Overview¶
spatula is a modern Python library for writing maintainable web scrapers.
Source: https://codeberg.org/jpt/spatula/
Documentation: https://spatula.jpt.sh
Issues: https://codeberg.org/jpt/spatula/issues
Features¶
- Page-oriented design: Encourages writing understandable & maintainable scrapers.
 - Not Just HTML: Provides built in handlers for common data formats including CSV, JSON, XML, PDF, and Excel.

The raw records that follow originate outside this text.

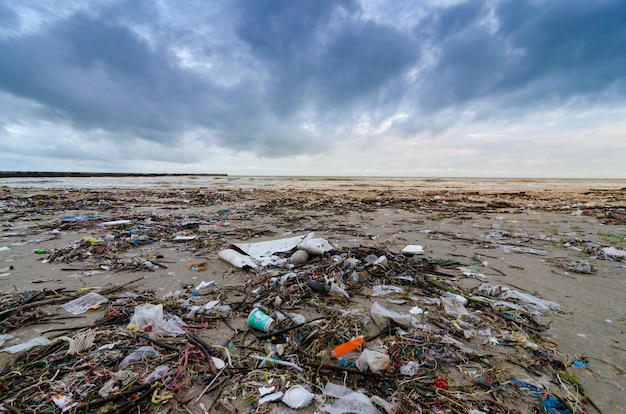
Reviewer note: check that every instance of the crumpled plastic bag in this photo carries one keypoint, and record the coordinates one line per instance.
(316, 247)
(528, 303)
(143, 352)
(84, 303)
(150, 318)
(382, 316)
(354, 402)
(375, 361)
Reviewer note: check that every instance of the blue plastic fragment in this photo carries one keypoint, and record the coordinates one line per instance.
(523, 384)
(554, 406)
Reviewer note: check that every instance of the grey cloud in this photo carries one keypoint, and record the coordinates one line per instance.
(8, 18)
(289, 77)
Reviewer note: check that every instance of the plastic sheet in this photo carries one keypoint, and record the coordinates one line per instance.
(382, 317)
(84, 303)
(150, 318)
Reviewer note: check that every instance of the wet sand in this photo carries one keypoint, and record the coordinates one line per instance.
(519, 231)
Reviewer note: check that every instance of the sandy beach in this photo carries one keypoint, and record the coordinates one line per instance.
(555, 240)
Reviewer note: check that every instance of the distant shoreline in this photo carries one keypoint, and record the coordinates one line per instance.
(24, 174)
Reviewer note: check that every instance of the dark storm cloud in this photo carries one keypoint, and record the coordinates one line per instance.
(282, 77)
(8, 18)
(530, 53)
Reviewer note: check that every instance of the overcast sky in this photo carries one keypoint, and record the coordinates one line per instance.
(293, 87)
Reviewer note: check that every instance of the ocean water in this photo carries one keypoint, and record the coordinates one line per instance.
(314, 183)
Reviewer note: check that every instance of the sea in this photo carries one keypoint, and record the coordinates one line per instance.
(311, 182)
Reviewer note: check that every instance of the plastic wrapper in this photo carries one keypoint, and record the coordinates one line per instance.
(150, 318)
(297, 397)
(39, 341)
(84, 303)
(139, 354)
(354, 402)
(316, 247)
(374, 361)
(382, 317)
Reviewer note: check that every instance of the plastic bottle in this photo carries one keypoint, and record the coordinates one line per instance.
(348, 347)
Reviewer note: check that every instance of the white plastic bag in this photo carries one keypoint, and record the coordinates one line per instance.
(149, 318)
(375, 361)
(84, 303)
(382, 316)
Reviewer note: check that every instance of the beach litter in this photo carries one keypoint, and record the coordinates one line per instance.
(371, 328)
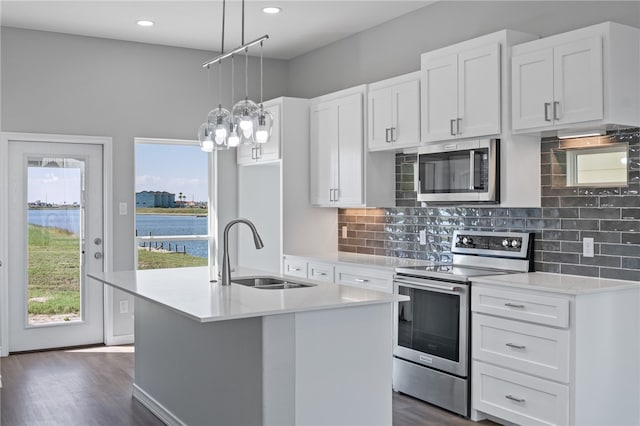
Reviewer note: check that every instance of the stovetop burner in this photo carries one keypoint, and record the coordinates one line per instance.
(479, 254)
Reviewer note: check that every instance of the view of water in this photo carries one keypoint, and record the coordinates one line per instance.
(156, 224)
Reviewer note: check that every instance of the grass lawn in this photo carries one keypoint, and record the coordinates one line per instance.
(54, 269)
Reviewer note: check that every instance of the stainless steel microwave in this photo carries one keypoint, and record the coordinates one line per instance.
(461, 171)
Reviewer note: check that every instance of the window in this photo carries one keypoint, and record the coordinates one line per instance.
(172, 200)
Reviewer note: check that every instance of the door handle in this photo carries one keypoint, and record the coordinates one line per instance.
(546, 111)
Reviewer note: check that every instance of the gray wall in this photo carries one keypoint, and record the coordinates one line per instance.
(63, 84)
(394, 48)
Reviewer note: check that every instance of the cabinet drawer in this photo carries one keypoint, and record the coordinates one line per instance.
(530, 348)
(364, 279)
(295, 267)
(518, 397)
(535, 308)
(320, 271)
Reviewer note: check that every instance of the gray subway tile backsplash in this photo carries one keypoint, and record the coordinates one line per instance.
(609, 215)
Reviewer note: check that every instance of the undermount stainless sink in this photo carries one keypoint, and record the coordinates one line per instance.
(269, 283)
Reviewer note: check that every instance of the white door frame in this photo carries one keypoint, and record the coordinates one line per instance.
(107, 158)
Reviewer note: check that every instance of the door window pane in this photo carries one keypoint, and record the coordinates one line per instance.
(54, 251)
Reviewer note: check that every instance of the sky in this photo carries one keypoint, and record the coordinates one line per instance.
(54, 185)
(172, 168)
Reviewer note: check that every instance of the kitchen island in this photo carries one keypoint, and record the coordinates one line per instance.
(208, 354)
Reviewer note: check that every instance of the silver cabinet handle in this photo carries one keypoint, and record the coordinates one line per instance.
(514, 399)
(472, 170)
(513, 345)
(546, 111)
(513, 305)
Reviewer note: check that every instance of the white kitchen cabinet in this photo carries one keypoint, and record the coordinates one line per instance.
(587, 77)
(274, 195)
(270, 151)
(461, 92)
(543, 357)
(341, 173)
(393, 113)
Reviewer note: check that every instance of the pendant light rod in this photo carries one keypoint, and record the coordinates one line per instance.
(234, 51)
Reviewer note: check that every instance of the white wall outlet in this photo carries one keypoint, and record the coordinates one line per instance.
(587, 247)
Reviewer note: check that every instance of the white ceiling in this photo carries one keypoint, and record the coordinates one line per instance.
(302, 26)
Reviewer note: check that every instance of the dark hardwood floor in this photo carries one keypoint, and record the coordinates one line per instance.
(92, 386)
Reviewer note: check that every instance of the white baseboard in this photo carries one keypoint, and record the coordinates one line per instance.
(156, 408)
(125, 339)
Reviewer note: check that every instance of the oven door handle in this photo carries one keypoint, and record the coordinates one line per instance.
(453, 289)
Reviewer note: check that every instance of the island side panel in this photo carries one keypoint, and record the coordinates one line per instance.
(344, 366)
(195, 373)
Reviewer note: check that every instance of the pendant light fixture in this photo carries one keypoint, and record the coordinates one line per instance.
(246, 123)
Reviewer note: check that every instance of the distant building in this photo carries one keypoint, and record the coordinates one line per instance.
(155, 199)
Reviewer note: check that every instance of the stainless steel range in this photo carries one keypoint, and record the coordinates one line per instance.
(431, 331)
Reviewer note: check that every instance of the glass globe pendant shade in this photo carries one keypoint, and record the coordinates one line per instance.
(219, 122)
(204, 136)
(243, 114)
(262, 124)
(234, 139)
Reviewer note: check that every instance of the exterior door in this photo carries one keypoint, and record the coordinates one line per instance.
(55, 239)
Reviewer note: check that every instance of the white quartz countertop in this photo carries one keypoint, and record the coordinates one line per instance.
(364, 260)
(189, 292)
(558, 283)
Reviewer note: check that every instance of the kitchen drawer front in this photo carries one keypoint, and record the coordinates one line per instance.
(368, 279)
(541, 309)
(320, 271)
(296, 267)
(530, 348)
(517, 397)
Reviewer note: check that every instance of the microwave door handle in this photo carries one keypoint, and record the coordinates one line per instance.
(472, 170)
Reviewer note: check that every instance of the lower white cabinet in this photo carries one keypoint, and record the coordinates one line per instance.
(336, 272)
(551, 358)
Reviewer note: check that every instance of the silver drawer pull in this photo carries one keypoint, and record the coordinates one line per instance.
(513, 345)
(513, 305)
(514, 399)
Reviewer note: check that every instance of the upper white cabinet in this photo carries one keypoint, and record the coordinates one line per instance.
(341, 173)
(270, 151)
(393, 112)
(587, 77)
(461, 92)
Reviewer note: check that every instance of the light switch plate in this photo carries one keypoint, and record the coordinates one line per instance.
(587, 247)
(423, 237)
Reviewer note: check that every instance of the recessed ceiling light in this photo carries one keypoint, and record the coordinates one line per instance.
(272, 10)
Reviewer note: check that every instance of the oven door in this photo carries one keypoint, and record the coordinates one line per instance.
(432, 327)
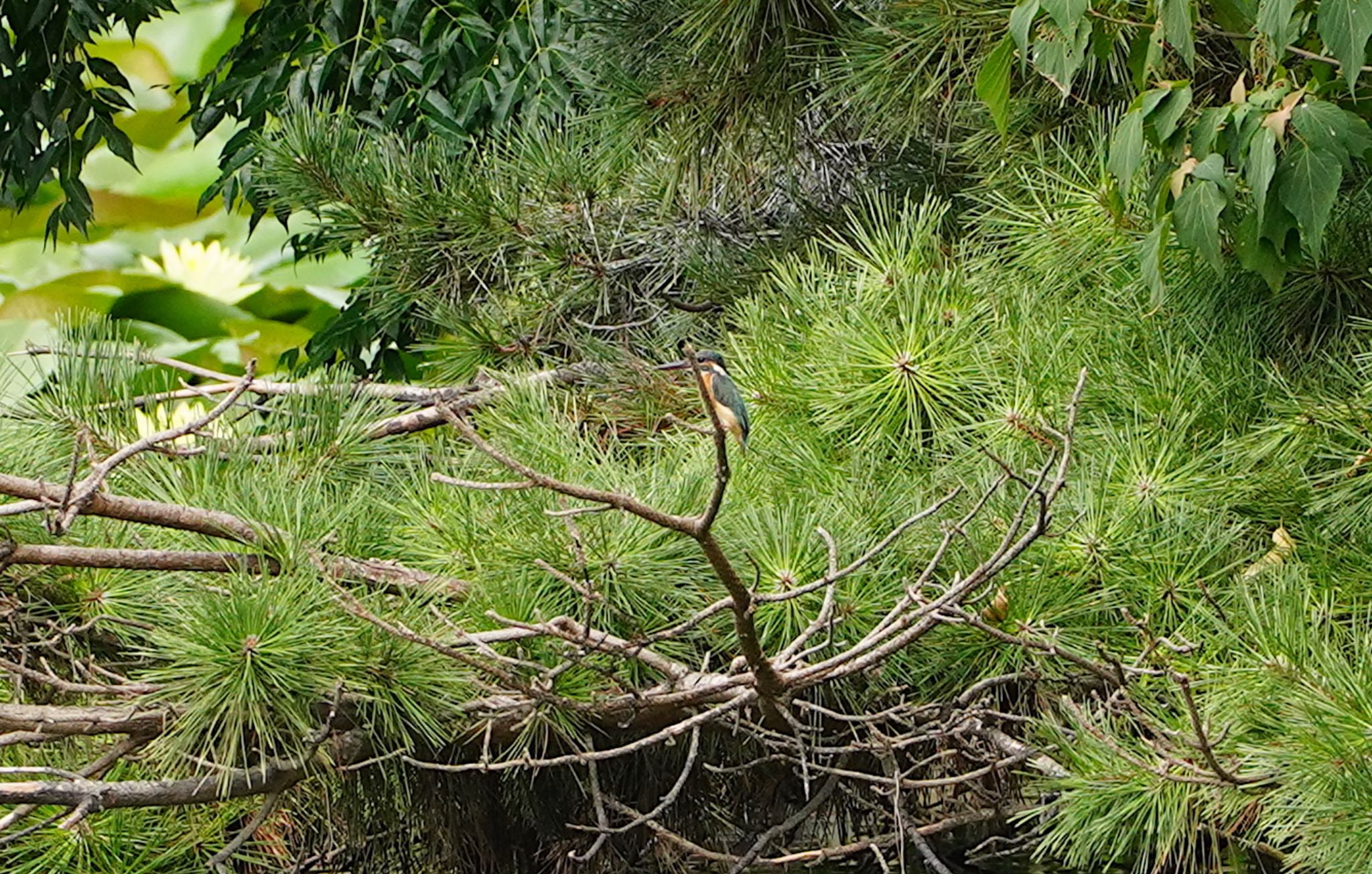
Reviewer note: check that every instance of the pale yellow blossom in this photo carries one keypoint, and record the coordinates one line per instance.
(210, 271)
(167, 416)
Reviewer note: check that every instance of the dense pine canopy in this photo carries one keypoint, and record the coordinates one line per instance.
(1052, 529)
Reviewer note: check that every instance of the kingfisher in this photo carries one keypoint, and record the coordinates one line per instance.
(724, 394)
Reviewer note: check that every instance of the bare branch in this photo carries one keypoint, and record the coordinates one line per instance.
(81, 493)
(135, 559)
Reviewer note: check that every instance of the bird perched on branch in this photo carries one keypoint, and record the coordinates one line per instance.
(724, 394)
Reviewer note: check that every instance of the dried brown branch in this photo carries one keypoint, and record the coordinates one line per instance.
(135, 559)
(80, 494)
(52, 721)
(271, 777)
(226, 526)
(220, 859)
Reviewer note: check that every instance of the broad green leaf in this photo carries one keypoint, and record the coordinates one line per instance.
(1327, 128)
(1168, 115)
(1176, 22)
(1021, 18)
(1345, 26)
(1308, 183)
(1127, 149)
(1196, 218)
(1145, 55)
(1067, 14)
(1275, 23)
(55, 298)
(993, 82)
(1257, 254)
(1208, 128)
(1263, 165)
(186, 312)
(265, 339)
(1150, 258)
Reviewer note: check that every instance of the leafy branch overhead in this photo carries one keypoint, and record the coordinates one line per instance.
(1246, 124)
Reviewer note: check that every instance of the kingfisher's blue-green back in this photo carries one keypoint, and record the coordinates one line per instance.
(726, 394)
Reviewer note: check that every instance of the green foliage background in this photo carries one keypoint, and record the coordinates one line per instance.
(906, 241)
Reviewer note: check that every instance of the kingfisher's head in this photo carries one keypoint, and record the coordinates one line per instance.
(708, 360)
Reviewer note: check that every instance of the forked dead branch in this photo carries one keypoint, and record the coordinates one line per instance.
(904, 765)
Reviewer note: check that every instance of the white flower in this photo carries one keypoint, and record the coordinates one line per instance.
(209, 269)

Or write your own.
 - Fast HTML parsing: Uses 
lxml.htmlfor fast, consistent, and reliable parsing of HTML. - Flexible Data Model Support: Compatible with 
dataclasses,attrs,pydantic, or bring your own data model classes for storing & validating your scraped data. - CLI Tools: Offers several CLI utilities that can help streamline development & testing cycle.
 - Fully Typed: Makes full use of Python 3 type annotations.
 
Installation¶
spatula is on PyPI, and can be installed via any standard package management tool:
poetry add spatula
or:
pip install spatula
Example¶
An example of a fairly simple two-page scrape, read A First Scraper for a walkthrough of how it was built.
from spatula import HtmlPage, HtmlListPage, CSS, XPath, SelectorError
class EmployeeList(HtmlListPage):
    # by providing this here, it can be omitted on the command line
    # useful in cases where the scraper is only meant for one page
    source = "https://scrapple.fly.dev/staff"
    # each row represents an employee
    selector = CSS("#employees tbody tr")
    def process_item(self, item):
        # this function is called for each <tr> we get from the selector
        # we know there are 4 <tds>
        first, last, position, details = item.getchildren()
        return EmployeeDetail(
            dict(
                first=first.text,
                last=last.text,
                position=position.text,
            ),
            source=XPath("./a/@href").match_one(details),
        )
    def get_next_source(self):
        try:
            return XPath("//a[contains(text(), 'Next')]/@href").match_one(self.root)
        except SelectorError:
            pass
class EmployeeDetail(HtmlPage):
    def process_page(self):
        status = CSS("#status").match_one(self.root)
        hired = CSS("#hired").match_one(self.root)
        return dict(
            status=status.text,
            hired=hired.text,
            # self.input is the data passed in from the prior scrape
            **self.input,
        )
    def process_error_response(self, exc):
        self.logger.warning(exc)